玉桂和茜草在圓桌前忙著把點心擺出來,上面一層的面餅和肉醬沒引起她倆的興趣,可當揭開隔板露出下面的鮮橙蒸蛋時,她倆的「哇」了一聲,結果就打斷了肖姑姑那邊的談話。
「怎麼了?」肖姑姑問道。
「香茹,這是蒸蛋麼?」玉桂和茜草一臉好奇,兩人小心翼翼的把蒸蛋拿出來。
「是啊,今天的新點心,鮮橙蒸蛋。」香茹趕忙過來幫忙。
「哎呀正好,謝醫婆在這,香茹拿一個橙子做了兩份蒸蛋,正好醫婆也一道嘗嘗?」容姑姑也來到桌邊,拿了把勺子擱在碟子上,左手持碟右手扶橙,送到肖姑姑手上。
茜草則拿了另一個送到謝醫婆手上。
「喲,真稀奇,年年吃橙,卻從來沒見過用橙子蒸蛋的,這是只用了這橙皮還是……?」肖姑姑直接拿著橙皮碗左看右看。

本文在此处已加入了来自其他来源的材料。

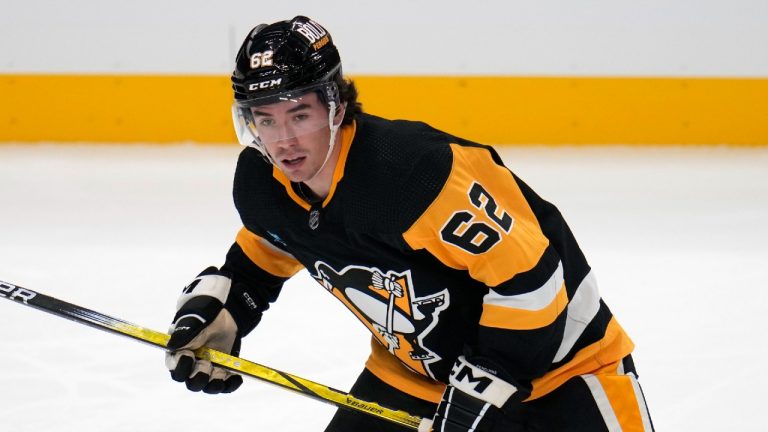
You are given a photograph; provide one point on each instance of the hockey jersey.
(437, 248)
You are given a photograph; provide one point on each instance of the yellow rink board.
(487, 109)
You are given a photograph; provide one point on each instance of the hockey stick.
(287, 381)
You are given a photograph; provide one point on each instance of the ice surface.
(676, 237)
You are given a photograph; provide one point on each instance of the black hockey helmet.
(286, 55)
(285, 62)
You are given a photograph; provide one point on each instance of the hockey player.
(483, 311)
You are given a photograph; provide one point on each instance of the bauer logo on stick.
(15, 293)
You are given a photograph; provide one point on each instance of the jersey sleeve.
(258, 270)
(482, 223)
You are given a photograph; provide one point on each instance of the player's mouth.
(293, 162)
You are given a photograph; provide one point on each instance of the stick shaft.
(285, 380)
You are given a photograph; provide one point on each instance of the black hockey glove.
(473, 400)
(203, 318)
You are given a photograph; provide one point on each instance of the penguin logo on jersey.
(385, 302)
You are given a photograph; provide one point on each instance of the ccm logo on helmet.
(265, 84)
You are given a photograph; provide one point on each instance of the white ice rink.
(676, 236)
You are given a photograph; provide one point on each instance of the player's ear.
(339, 116)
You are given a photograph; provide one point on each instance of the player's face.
(296, 134)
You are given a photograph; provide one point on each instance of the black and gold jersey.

「回肖姑姑,用了果肉,半個橙子的果肉和果汁跟一個雞蛋混合,再倒回碗中隔水蒸熟。蛋里有橙肉,口感女敕滑,您試試。」香茹詳加說明。
听了解釋,肖姑姑和謝醫婆開動起來,邊吃邊贊。夸香茹就等于是夸自己,容姑姑笑得嘴巴都酸了。
待這兩位吃罷了蒸蛋,玉桂和茜草又端上四塊貝殼餅,各夾了兩份口味不同的肉醬,肖姑姑吃了兩塊原味的,謝醫婆只吃了一塊辣味的,嘴上還說笑話,不敢跟肖姑姑搶她愛吃的東西,惹來眾人一陣哄笑。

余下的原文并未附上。